Gastro-entérologie
FORMATION CANINE
Auteur(s) : Mylène Panizo Conférenciers Valérie Freiche (A 88), PhD, DESV-MI, ingénieure de recherche et praticienne hospitalière en médecine interne à l’école nationale vétérinaire d'Alfort. Juan Hernandez (A 99), diplômé de l’American College of Veterinary Internal Medicine (ACVIM) et de l’European College of Veterinary Internal Medicine (ECVIM), professeur en médecine interne à Oniris (Nantes). Article rédigé d’après une table ronde organisée par le laboratoire Hill’s, le 8 octobre 2024, à Saint-Cloud (Hauts-de-Seine).
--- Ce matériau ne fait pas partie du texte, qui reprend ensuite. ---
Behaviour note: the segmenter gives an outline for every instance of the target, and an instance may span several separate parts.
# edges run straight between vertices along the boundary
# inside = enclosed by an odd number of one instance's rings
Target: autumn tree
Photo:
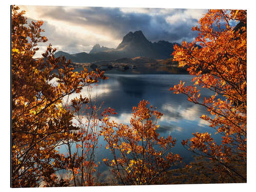
[[[210,134],[196,133],[182,144],[212,161],[212,170],[220,177],[246,182],[246,11],[210,10],[198,23],[193,28],[199,33],[196,39],[176,45],[173,53],[179,66],[186,66],[195,76],[194,86],[185,86],[181,81],[170,90],[205,107],[211,115],[201,118],[222,135],[222,140],[218,143]],[[214,94],[201,99],[199,88]]]
[[[79,127],[72,125],[74,112],[62,106],[62,99],[105,77],[86,68],[74,72],[70,61],[54,57],[56,49],[51,45],[43,58],[34,58],[37,44],[47,41],[40,34],[43,22],[28,24],[25,12],[18,10],[12,6],[12,187],[67,186],[69,179],[56,172],[72,160],[57,147],[63,144],[63,138],[77,139],[79,134],[70,131]],[[89,101],[81,97],[75,102]]]
[[[160,137],[157,130],[157,120],[162,115],[156,110],[147,108],[148,101],[141,101],[133,108],[130,125],[111,121],[108,114],[113,109],[102,113],[101,133],[107,142],[113,159],[103,161],[110,167],[118,183],[123,185],[164,184],[162,178],[181,158],[170,149],[176,139],[170,136]]]

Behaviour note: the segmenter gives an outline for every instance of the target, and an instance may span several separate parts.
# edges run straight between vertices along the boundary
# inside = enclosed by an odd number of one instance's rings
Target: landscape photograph
[[[11,187],[247,182],[246,10],[10,9]]]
En médecine humaine, il est établi que « l’intestin est notre deuxième cerveau ». Qu’en est-il pour les animaux de compagnie ? L’étude du microbiote intestinal est relativement récente en médecine vétérinaire et ouvre un extraordinaire champ des possibles, aussi bien sur le plan diagnostique que thérapeutique.
Les animaux, comme les humains, possèdent plusieurs microbiotes (respiratoire, urogénital, cutané, intestinal, etc.). Les milliards de micro-organismes qui les composent sont divers (bactéries, virus, champignons, levures, etc.) et agissent en symbiose avec l’organisme. Ils produisent des métabolites aux rôles multiples (toxines, peptides, etc.) ou sont impliqués dans des voies métaboliques capitales pour l’organisme.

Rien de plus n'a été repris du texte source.